The LABS-2 study was not designed to determine the reason for the difference in risk of alcohol use disorder between surgical procedures, but previous studies indicate that, compared with banding, RYGB is associated with higher and quicker elevation of alcohol in the blood. Additionally, some animal studies suggest that RYGB may increases alcohol reward sensitivity via changes in genetic expression and the hormone system affecting the areas of the brain associated with reward.

In addition to RYGB, the LABS-2 study identified several personal characteristics that put patients at increased risk for developing problems with alcohol, including being male and younger, and having less of a social support system. Getting divorced, a worsening in mental health post-surgery and increasing alcohol consumption to at least twice a week also were associated with a higher risk of alcohol use disorder symptoms.

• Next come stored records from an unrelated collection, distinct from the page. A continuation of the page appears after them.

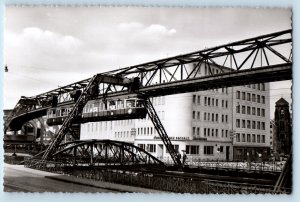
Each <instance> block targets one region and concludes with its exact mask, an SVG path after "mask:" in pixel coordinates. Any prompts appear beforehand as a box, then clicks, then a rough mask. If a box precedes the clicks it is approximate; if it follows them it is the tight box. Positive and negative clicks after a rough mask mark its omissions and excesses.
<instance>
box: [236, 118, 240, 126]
mask: <svg viewBox="0 0 300 202" xmlns="http://www.w3.org/2000/svg"><path fill="white" fill-rule="evenodd" d="M236 127H237V128H240V127H241V122H240V119H237V120H236Z"/></svg>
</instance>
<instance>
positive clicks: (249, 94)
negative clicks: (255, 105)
mask: <svg viewBox="0 0 300 202" xmlns="http://www.w3.org/2000/svg"><path fill="white" fill-rule="evenodd" d="M247 101H251V94H250V93H247Z"/></svg>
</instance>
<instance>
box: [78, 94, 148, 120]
mask: <svg viewBox="0 0 300 202" xmlns="http://www.w3.org/2000/svg"><path fill="white" fill-rule="evenodd" d="M144 102H145V100H144V99H142V98H138V97H137V96H126V97H119V98H113V99H107V100H106V101H105V102H103V101H102V100H92V101H89V102H88V103H87V104H86V106H85V107H84V109H83V112H82V122H95V121H112V120H123V119H139V118H145V117H146V114H147V110H146V109H145V107H144V104H143V103H144Z"/></svg>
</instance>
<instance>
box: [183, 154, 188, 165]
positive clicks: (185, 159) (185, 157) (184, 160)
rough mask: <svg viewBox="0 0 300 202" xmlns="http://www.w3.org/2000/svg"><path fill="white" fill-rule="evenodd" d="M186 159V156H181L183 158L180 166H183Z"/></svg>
mask: <svg viewBox="0 0 300 202" xmlns="http://www.w3.org/2000/svg"><path fill="white" fill-rule="evenodd" d="M186 159H187V156H186V154H183V157H182V164H183V165H184V164H185V161H186Z"/></svg>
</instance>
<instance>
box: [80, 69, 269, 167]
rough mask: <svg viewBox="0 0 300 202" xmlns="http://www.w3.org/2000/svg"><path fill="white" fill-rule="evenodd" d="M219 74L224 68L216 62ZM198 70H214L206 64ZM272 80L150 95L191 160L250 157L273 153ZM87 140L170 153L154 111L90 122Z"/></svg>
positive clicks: (178, 146) (202, 159) (166, 153)
mask: <svg viewBox="0 0 300 202" xmlns="http://www.w3.org/2000/svg"><path fill="white" fill-rule="evenodd" d="M212 71H213V73H216V74H217V73H219V72H220V70H219V69H218V68H217V67H212ZM198 74H200V75H208V74H209V73H208V70H207V68H206V67H205V66H201V68H200V70H199V72H198ZM269 93H270V92H269V84H252V85H246V86H238V87H229V88H220V89H213V90H207V91H199V92H194V93H184V94H177V95H169V96H162V97H153V98H151V99H150V100H151V101H152V103H153V106H154V108H155V110H156V112H157V114H158V116H159V118H160V120H161V122H162V123H163V125H164V127H165V130H166V132H167V134H168V136H169V138H170V139H171V141H172V144H173V145H174V147H175V149H176V150H177V151H178V152H180V153H181V152H185V153H186V155H187V157H188V158H189V159H193V158H196V159H198V160H228V161H231V160H246V159H257V158H258V157H261V156H263V155H264V156H266V155H267V154H269V150H270V117H269V114H270V112H269V110H270V103H269ZM81 139H113V140H119V141H126V142H131V143H134V144H135V145H137V146H139V147H142V148H144V149H146V150H147V151H148V152H150V153H151V154H153V155H154V156H156V157H159V158H164V159H165V158H170V156H169V154H168V151H167V150H166V147H165V145H164V144H163V142H162V140H161V139H160V137H159V135H158V133H157V132H156V130H155V128H154V125H153V124H152V122H151V120H150V119H149V117H148V115H147V117H146V118H145V119H134V120H120V121H104V122H98V123H85V124H82V126H81Z"/></svg>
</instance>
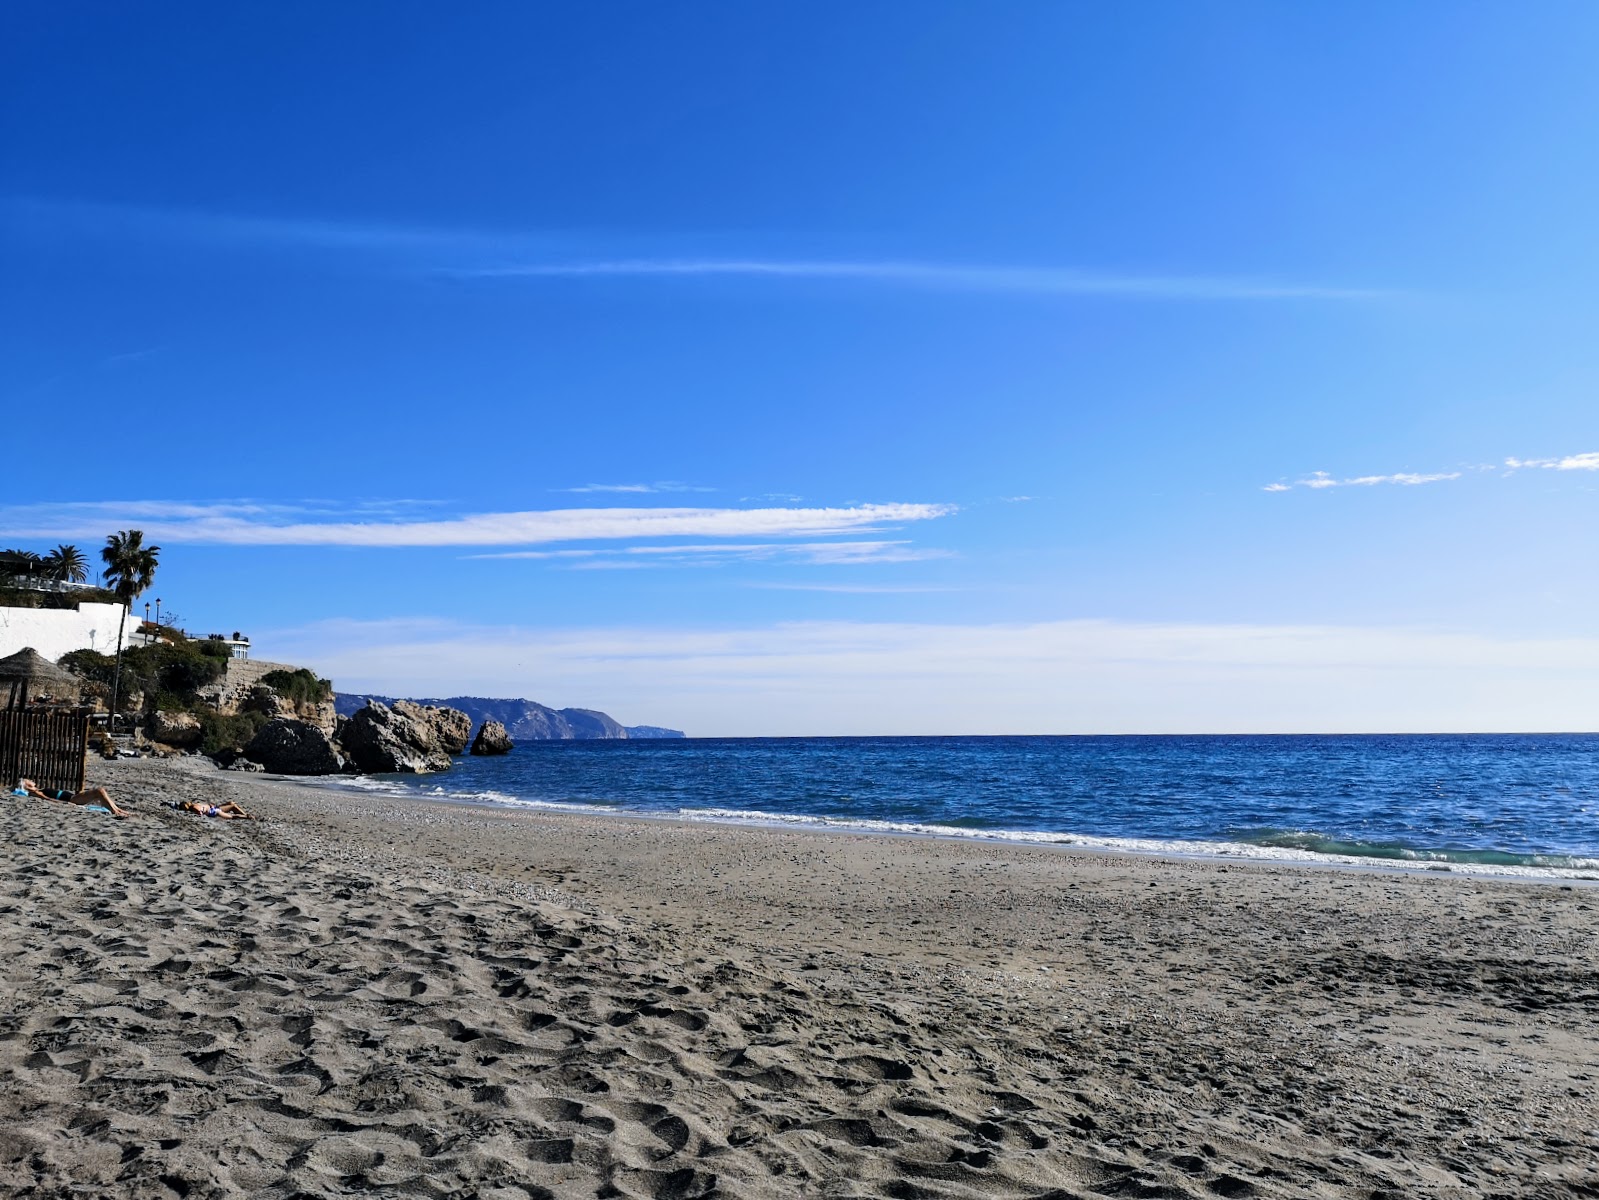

King and her team found that although RYGB patients were nearly four times as likely to report having received substance use disorder treatment compared with banding patients, relatively few study participants reported such treatment.

The year-five cumulative incidence of post-RYGB onset alcohol use disorder (AUD) symptoms were 20.8% (95% CI: 18.5–23.3), illicit drug use 7.5% (95% CI: 6.1–9.1) and substance use disorders (SUD) treatment 3.5% (95% CI: 2.6–4.8). For post-LAGB patients, AUD rates were 11.3% (95% CI: 8.5–14.9), illicit drug use 4.9% (95% CI: 3.1–7.6) and SUD 0.9% (95% CI: .4–2.5). Therefore, undergoing RYGB versus LAGB was associated with higher risk of incident AUD symptoms (adjusted hazard ratio or AHR = 2.08 [95% CI: 1.51–2.85]), illicit drug use (AHR = 1.76 [95% CI: 1.07–2.90]) and SUD treatment (AHR = 3.56 [95% CI: 1.26–10.07]).

Overall, 3.5 percent of RYGB patients reported getting substance use disorder treatment, far less than the 21 percent of patients reporting alcohol problems.

"This indicates that treatment programs are underutilized by bariatric surgery patients with alcohol problems," said King. "That's particularly troubling given the availability of effective treatments."

The authors conclude that one-fifth of participants reported incident AUD symptoms within five years post-RYGB. Patient education, screening, evaluation and treatment referral should be incorporated in pre- and postoperative care for AUD.